The 2-1 ruling Tuesday from the U.S. Court of Appeals for the District of Columbia Circuit is a victory for consumer groups and content companies such as Netflix that want to prevent online content from being blocked or channelled into fast and slow lanes.

The rules treat broadband service like a public utility and prevent Internet service providers from offering preferenti­al treatment to sites that pay for faster service.

Consumers are not likely to see an immediate impact, since the rules have been in effect since last June.

But it could make some services more expensive or limit some content, such as T-Mobile’s Binge On service that allows customers to watch unlimited video free. The Federal Communicat­ions Commission argued that the rules are crucial for allowing customers to go anywhere on the Internet without a provider favouring its own service over that of other competitor­s.

The FCC’s move to reclassify broadband came after U.S. President Barack Obama publicly urged the commission to protect consumers by regulating Internet service as it does other public utilities.

The agency has tried for years to enforce net neutrality, but the same appeals court had twice previously struck down similar rules.

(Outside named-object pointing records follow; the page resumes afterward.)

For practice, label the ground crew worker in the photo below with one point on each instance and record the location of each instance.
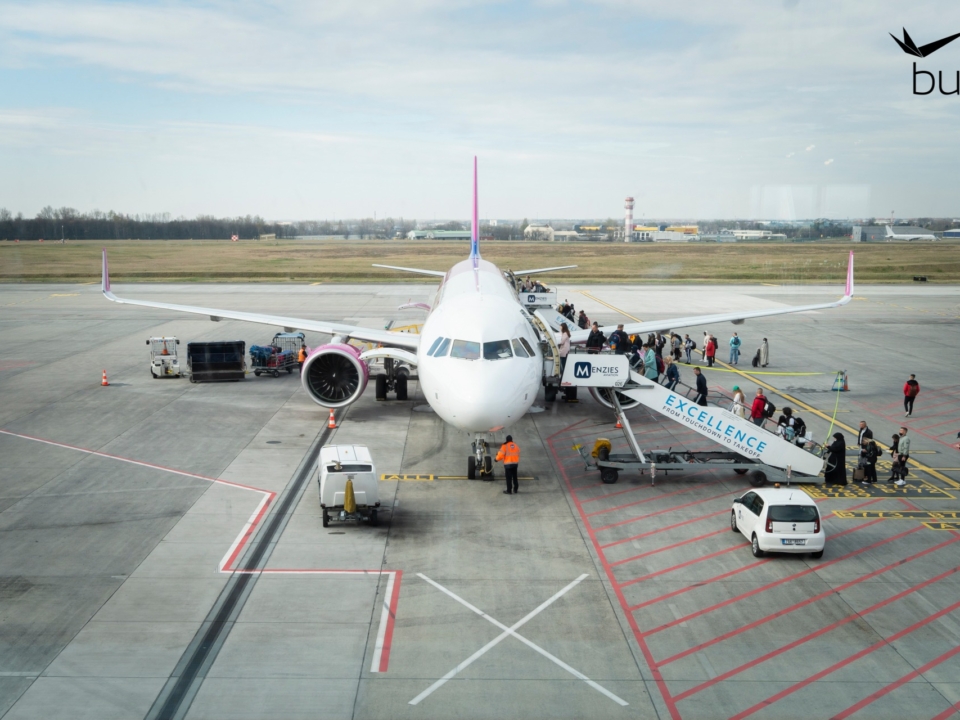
(510, 454)
(301, 356)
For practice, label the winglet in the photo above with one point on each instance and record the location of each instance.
(849, 290)
(105, 277)
(475, 226)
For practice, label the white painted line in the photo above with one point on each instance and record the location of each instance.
(508, 631)
(384, 622)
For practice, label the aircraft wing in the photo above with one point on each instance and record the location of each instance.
(580, 336)
(541, 270)
(387, 337)
(418, 271)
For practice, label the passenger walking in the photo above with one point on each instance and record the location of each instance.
(650, 363)
(836, 473)
(894, 460)
(510, 455)
(903, 454)
(739, 402)
(701, 388)
(595, 339)
(619, 340)
(734, 349)
(759, 408)
(564, 346)
(301, 357)
(710, 350)
(911, 388)
(868, 461)
(673, 373)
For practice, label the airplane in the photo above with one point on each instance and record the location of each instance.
(480, 354)
(892, 234)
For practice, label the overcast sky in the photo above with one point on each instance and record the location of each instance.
(337, 109)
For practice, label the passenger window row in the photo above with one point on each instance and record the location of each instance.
(470, 350)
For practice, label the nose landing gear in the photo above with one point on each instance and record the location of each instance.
(480, 462)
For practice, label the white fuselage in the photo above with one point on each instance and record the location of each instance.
(479, 360)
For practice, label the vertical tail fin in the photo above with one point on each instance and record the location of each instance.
(475, 226)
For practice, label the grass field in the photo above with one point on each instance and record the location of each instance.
(339, 261)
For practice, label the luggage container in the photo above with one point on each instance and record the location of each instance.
(349, 486)
(280, 354)
(223, 360)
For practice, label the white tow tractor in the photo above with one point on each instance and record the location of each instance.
(163, 357)
(349, 486)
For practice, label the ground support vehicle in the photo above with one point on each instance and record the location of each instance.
(281, 354)
(749, 448)
(224, 360)
(779, 520)
(349, 485)
(164, 361)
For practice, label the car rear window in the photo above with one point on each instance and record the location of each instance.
(792, 513)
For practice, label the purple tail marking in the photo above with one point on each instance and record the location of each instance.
(475, 227)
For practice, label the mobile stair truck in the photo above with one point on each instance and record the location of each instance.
(748, 448)
(349, 486)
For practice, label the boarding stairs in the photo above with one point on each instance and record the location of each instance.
(612, 377)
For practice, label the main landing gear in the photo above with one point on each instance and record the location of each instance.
(480, 462)
(393, 379)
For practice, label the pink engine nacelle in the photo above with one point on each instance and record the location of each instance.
(334, 375)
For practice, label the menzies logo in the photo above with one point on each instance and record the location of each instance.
(922, 51)
(582, 370)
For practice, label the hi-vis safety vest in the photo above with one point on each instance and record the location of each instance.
(509, 453)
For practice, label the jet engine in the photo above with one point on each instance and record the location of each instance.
(604, 397)
(334, 376)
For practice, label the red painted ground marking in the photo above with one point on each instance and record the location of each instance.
(847, 661)
(785, 611)
(669, 547)
(873, 697)
(949, 712)
(724, 576)
(663, 529)
(641, 502)
(781, 581)
(631, 620)
(661, 512)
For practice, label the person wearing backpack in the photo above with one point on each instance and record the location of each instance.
(735, 349)
(911, 388)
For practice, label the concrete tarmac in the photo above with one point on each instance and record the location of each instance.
(120, 504)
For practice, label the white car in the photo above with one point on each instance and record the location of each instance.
(779, 520)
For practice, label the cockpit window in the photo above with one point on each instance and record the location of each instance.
(440, 347)
(436, 344)
(497, 350)
(465, 350)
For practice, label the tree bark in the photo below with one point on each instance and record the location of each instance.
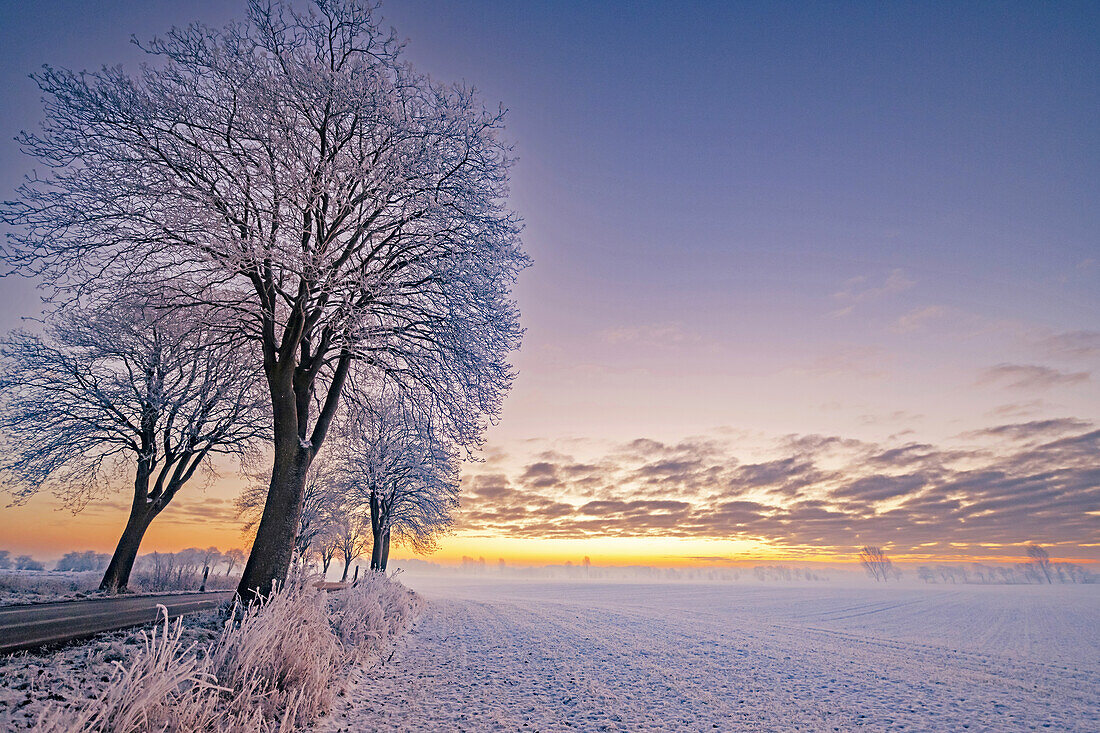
(376, 550)
(385, 550)
(375, 532)
(272, 551)
(141, 514)
(117, 576)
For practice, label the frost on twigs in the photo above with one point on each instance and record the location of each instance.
(276, 665)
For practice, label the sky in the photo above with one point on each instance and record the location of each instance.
(805, 276)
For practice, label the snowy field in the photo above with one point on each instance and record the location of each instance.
(543, 656)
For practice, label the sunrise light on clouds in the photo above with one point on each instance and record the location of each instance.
(804, 279)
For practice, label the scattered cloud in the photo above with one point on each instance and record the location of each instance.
(1030, 376)
(857, 291)
(1036, 480)
(1073, 345)
(1032, 430)
(920, 318)
(668, 334)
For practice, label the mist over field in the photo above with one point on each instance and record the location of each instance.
(495, 365)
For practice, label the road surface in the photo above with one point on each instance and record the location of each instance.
(29, 626)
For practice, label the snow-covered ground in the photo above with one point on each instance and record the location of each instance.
(543, 656)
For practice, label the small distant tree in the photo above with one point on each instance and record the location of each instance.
(352, 533)
(233, 557)
(294, 171)
(83, 561)
(28, 562)
(122, 386)
(327, 546)
(1041, 559)
(876, 562)
(393, 459)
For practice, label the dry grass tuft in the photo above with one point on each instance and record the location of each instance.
(275, 666)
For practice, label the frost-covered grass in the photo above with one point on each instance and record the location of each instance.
(19, 587)
(568, 656)
(278, 666)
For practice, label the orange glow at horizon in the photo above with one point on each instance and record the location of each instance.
(40, 529)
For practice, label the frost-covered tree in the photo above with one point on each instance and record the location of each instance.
(352, 532)
(28, 562)
(392, 457)
(321, 505)
(342, 210)
(232, 557)
(86, 561)
(117, 389)
(876, 562)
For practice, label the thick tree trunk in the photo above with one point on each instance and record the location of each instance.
(375, 531)
(141, 514)
(122, 562)
(376, 550)
(272, 550)
(385, 550)
(292, 392)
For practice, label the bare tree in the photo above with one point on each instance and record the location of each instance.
(340, 209)
(122, 387)
(320, 505)
(352, 533)
(392, 457)
(233, 557)
(1041, 559)
(876, 562)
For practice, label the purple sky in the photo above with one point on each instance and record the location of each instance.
(750, 221)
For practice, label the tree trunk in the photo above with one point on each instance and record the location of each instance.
(376, 550)
(272, 550)
(122, 562)
(385, 550)
(141, 514)
(375, 531)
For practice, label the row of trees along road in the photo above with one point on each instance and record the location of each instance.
(308, 210)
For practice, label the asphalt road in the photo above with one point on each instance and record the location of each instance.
(28, 626)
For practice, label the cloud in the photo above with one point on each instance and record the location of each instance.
(667, 334)
(1038, 481)
(857, 291)
(915, 320)
(1032, 430)
(1074, 345)
(1030, 376)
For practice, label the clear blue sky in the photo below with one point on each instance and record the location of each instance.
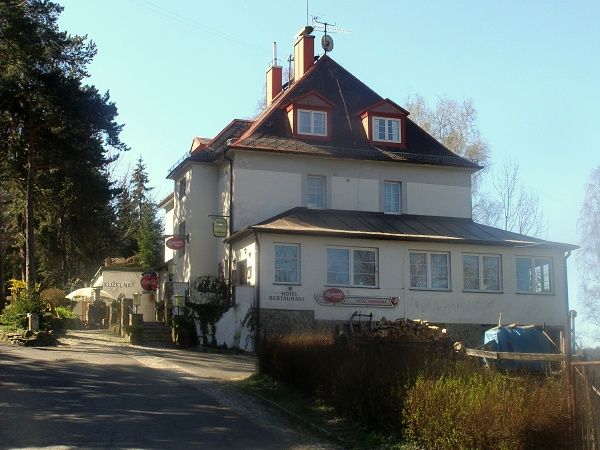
(182, 68)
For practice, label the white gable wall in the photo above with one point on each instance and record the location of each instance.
(447, 306)
(200, 200)
(267, 184)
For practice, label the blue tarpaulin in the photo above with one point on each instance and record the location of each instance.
(520, 340)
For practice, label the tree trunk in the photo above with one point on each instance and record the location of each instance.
(2, 290)
(30, 269)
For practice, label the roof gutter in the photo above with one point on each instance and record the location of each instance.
(228, 241)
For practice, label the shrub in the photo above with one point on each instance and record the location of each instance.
(481, 409)
(23, 302)
(54, 297)
(421, 391)
(64, 313)
(367, 381)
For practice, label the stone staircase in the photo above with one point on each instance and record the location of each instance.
(157, 334)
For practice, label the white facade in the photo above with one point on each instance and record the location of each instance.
(453, 305)
(253, 172)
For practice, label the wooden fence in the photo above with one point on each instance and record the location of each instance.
(585, 378)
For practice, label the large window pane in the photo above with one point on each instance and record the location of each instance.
(491, 273)
(471, 272)
(524, 275)
(287, 264)
(380, 129)
(338, 266)
(439, 271)
(542, 275)
(391, 197)
(393, 130)
(418, 270)
(319, 123)
(305, 122)
(365, 268)
(315, 191)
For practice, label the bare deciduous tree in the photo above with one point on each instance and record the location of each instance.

Cable and telecom opponents claim the rules prevent them from recovering costs for connecting to broadband hogs such as Netflix that generate a huge amount of Internet traffic. Providers such as Comcast, Verizon and AT&T say the rules threaten innovation and undermine investment in broadband infrastruc­ture.

But judges David Tatel and Sri Srinivasan denied all challenges to the new rules, including claims that the FCC could not reclassify mobile broadband as a common carrier. That extends the reach of the new rules as more people view content on mobile devices.

The telecom industry had argued that broadband was an informatio­n service, and the FCC didn’t have the authority to change in which camp it fell. But the court ruled that the FCC was justified in reclassify­ing broadband as a telecom utility because consumers see broadband as a pipe for Internet service and a way to get online to use websites and apps.

“Given the tremendous impact thirdparty Internet content has had on our society, it would be hard to deny its dominance in the broadband experience,” the judges said.

“Over the past two decades, this content has transforme­d nearly every aspect of our lives, from profound actions like choosing a leader, building a career and falling in love to more quotidian ones like hailing a cab and watching a movie.

“The same assuredly cannot be said for broadband providers’ own add-on applicatio­ns.”

Judge Stephen Williams dissented in part and said he would have struck down the rules.